An official at the Kawasaki city office told the AP that 16 people, most of them schoolgirls, were wounded and three others, including the attacker, were believed to have died.
NHK national television, quoting police, said that the suspect died after cutting himself in the neck.
Police would not immediately confirm the specifics of that report.
Most of the victims attended a private school founded by Soeurs de la Charite de Quebec, an organisation of Catholic nuns in Quebec City in Canada.
A witness told the Mainichi newspaper that he heard children shrieking after walking past a bus, and when he turned around, he saw a man wielding a knife in each hand, screaming “I will kill you” and that several children were on the ground.
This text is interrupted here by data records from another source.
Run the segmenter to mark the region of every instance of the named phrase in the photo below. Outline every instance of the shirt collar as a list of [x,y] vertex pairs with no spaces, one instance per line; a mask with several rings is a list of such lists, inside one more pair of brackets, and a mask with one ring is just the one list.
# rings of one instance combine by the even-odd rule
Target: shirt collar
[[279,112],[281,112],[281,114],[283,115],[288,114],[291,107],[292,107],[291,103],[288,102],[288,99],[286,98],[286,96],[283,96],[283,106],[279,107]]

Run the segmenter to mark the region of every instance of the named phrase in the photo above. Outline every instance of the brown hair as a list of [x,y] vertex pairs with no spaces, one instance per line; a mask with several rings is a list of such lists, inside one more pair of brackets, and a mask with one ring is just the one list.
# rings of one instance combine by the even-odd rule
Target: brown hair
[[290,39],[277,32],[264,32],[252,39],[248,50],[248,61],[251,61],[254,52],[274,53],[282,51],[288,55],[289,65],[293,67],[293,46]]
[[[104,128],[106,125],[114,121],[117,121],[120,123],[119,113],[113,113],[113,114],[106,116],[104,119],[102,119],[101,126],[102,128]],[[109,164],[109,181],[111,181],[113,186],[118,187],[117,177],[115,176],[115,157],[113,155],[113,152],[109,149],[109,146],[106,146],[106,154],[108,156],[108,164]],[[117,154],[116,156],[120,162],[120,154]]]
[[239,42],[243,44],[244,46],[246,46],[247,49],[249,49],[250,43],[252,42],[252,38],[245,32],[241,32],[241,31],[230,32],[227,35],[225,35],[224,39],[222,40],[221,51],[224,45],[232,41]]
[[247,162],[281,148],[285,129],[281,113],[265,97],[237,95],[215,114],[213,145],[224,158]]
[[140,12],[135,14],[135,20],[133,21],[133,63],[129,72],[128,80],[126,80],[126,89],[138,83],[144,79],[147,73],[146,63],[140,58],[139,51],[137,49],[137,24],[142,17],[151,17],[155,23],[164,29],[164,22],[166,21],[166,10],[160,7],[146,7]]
NHK, citing police, said that a bus driver told officials that a man holding a knife in each hand walked toward the bus and started slashing children.
NHK also interviewed a witness who said he saw the suspect trying to force his way onto a bus.
The attacker’s identity and motives were not immediately known.
Television footage showed emergency workers giving first aid to people inside an orange tent set up on the street, and police and other officials carrying the injured to ambulances.
Japanese Prime Minister Shinzo Abe described the stabbing spree as harrowing, adding that he is outraged and will take all necessary measures for children’s safety.
Mr Abe said: “It was an extremely harrowing incident in which many small children were victimised, and I feel strong resentment… I will take all possible measures to protect the safety of children.”
Donald Trump, who is on a visit to Japan with first lady Melania, offered his condolences to the victims.
“On behalf of the first lady and myself I want to take a moment to send our prayers and sympathy to the victims of the stabbing attack this morning in Tokyo,” he said.
“All Americans stand with the people of Japan and grieve for the victims and their families.”
Although Japan has one of the lowest crime rates in the world, it has had a series of high-profile killings, including in 2016 when a former employee at a home for the disabled allegedly killed 19 and injured more than 20 others.
In 2008, seven people were killed by a man who slammed a truck into a crowd of people in central Tokyo’s Akihabara electronics district and then stabbed passers-by.
Also in 2016, a man stabbed four people at a library in northeastern Japan, allegedly over their mishandling of his questions. No one was killed.